His installation at the Yuyuan Garden is a crude amphitheater. Six wooden boxes, closely adjacent and painted maroon, sit on an elevated stage. They are about 80 centimeters high and 30 centimeters wide.

Through the little round pieces of glass inserted in the boxes, the audience can view alternating pictures, while Shi narrates the stories on the side. “Traditional peep show installations use a convex lens to magnify smaller pictures, but I replaced it with plain glass because I think it’s friendlier to children’s eyes,” Shi says.

The pictures, illustrated on paper, are about 1 meter wide and 75 centimeters high, placed about 60 centimeters behind the glass. A light fixture above illuminates the pictures. On the side of the boxes hangs a set of drum, gong and cymbal, which Shi uses during his narrative performance.

“It took me about a month to create the whole thing by hand,” he says. “I’m not a trained carpenter.”

The stories told in Chinese peep shows are usually drawn from Chinese literary classics or based on well-known historical figures.

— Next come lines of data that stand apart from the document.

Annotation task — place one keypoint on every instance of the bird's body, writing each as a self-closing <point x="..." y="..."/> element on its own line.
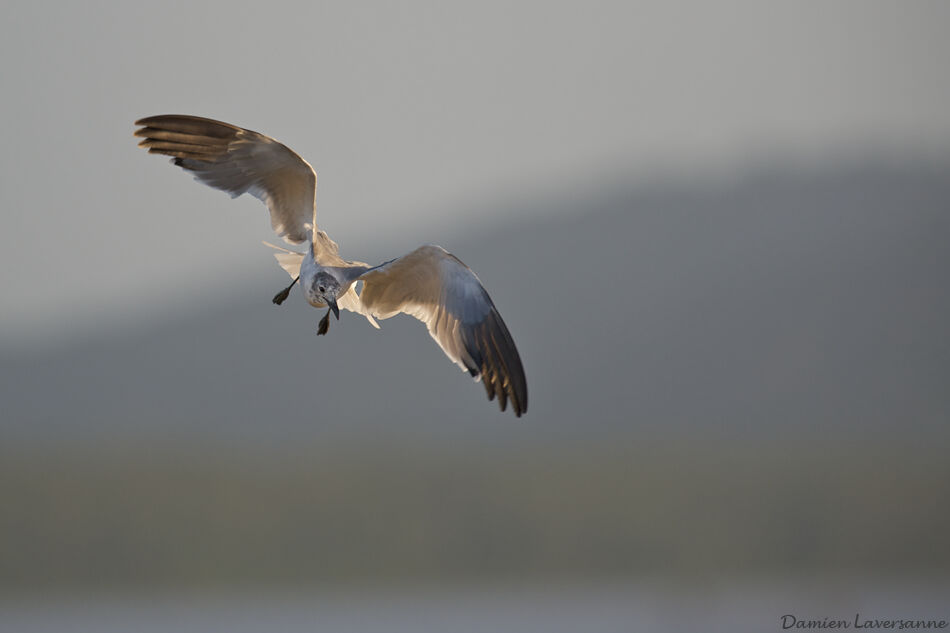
<point x="429" y="283"/>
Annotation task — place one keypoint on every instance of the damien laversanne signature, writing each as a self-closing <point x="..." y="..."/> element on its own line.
<point x="861" y="622"/>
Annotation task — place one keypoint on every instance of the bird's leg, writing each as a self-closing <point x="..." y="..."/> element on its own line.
<point x="281" y="296"/>
<point x="324" y="326"/>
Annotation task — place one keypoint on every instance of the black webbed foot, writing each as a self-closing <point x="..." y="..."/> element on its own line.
<point x="324" y="325"/>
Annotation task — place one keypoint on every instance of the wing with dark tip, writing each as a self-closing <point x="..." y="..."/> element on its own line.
<point x="434" y="286"/>
<point x="238" y="161"/>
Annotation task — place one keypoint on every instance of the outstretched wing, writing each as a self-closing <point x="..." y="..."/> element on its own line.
<point x="238" y="161"/>
<point x="434" y="286"/>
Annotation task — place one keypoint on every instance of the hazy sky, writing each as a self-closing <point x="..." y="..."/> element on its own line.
<point x="412" y="112"/>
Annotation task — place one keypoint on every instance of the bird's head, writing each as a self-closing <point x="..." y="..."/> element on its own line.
<point x="326" y="288"/>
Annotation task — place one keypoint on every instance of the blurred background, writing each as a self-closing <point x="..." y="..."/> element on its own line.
<point x="717" y="232"/>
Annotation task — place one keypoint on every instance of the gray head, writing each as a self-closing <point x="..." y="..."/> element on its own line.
<point x="326" y="288"/>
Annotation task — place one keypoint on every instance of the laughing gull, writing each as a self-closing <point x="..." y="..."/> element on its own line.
<point x="429" y="283"/>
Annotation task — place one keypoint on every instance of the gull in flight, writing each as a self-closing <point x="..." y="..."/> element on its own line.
<point x="429" y="283"/>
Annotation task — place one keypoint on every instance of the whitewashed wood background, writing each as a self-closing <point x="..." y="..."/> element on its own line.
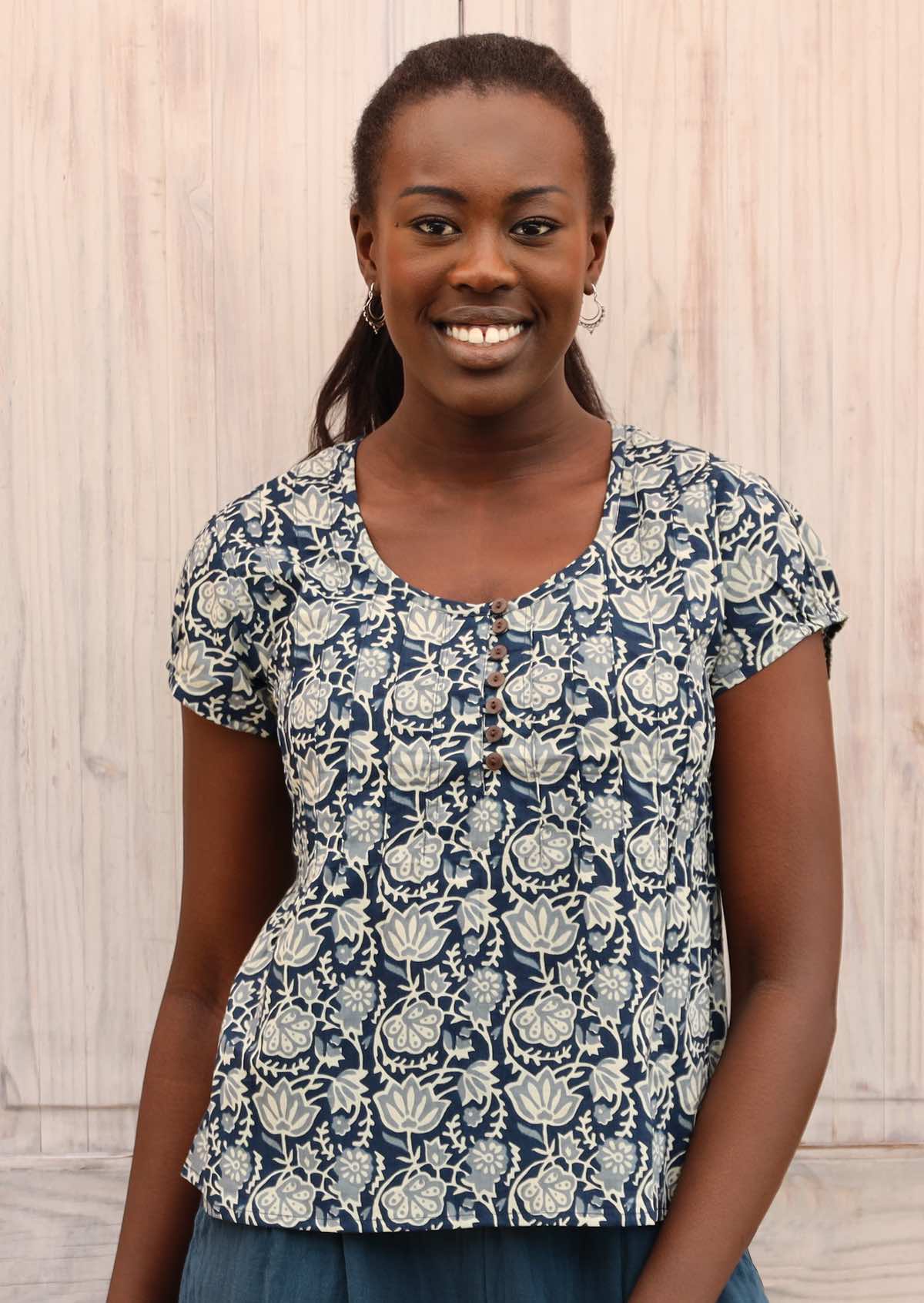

Among Shi’s repertoire are the “Monkey King’s Fight with the White Bone Demon,“ the “White Snake’s Flooding of the Jinshan Temple” and the “Worshipping of General Guan Yu.“

The pictures are prepared by Shi and a professional painter. Two of Shi’s relatives assist him at the site.

In the story of the Monkey King, Shi depicts how the hero defeated the demon, who then turned from a woman back into a stack of bones. At that dramatic point in the tale, in the same picture, the woman figure disappears and the bones appear.

“After hundreds of experiments, I found the right way to use paint that will hide or show the content in a certain light,” Shi says.

At the end of every show, there is the refrain, “Oops, it disappears again! Isn’t it magical?”

The narrative, music and singing that accompany the shows are critical and engaging. Many tourists who don’t understand a word of Chinese stop to watch.

“They don’t have to understand the language to enjoy my show,” Shi says.

He charges 10 yuan (US$1.60) for a three-minute peep show with eight pictures.

Despite the repetition of performances all day, Shi never falters in giving customers their money’s worth. “I’m an artist and it’s my job to satisfy every audience member,” he says.

Historically, peep shows provided cheap fun before the advent of television and movie theaters. Nowadays, they have been eclipsed in popular culture by contemporary entertainment.

At Shi’s stall, many people in their 20s and older say they had heard about peep shows, but most children have no idea of the concept.

Shi says he once rejected a Japanese tourist’s offer to buy the whole installation for 150,000 yuan, although it cost him only 1,000 yuan to make.

Shi says he knows of two other peep show artists in China — one in Beijing and one in Shandong Province — but neither is performing regularly anymore.

“The peep show is always considered to be a lowly trade,” he says, “but I am committed to it for life. It takes both talent and experience to become a good peep show performer, and I hope we can somehow encourage the continuity of the tradition.”

The Chinese peep show was so popular in the past that it spawned several idioms in the Shanghai dialect.

Kan xiyangjing (看西洋镜): To watch or to be acquainted with something curious and unusual, especially when it comes to something for free.

Chaichuan xiyangjing (拆穿西洋镜): To find out about something in disguise.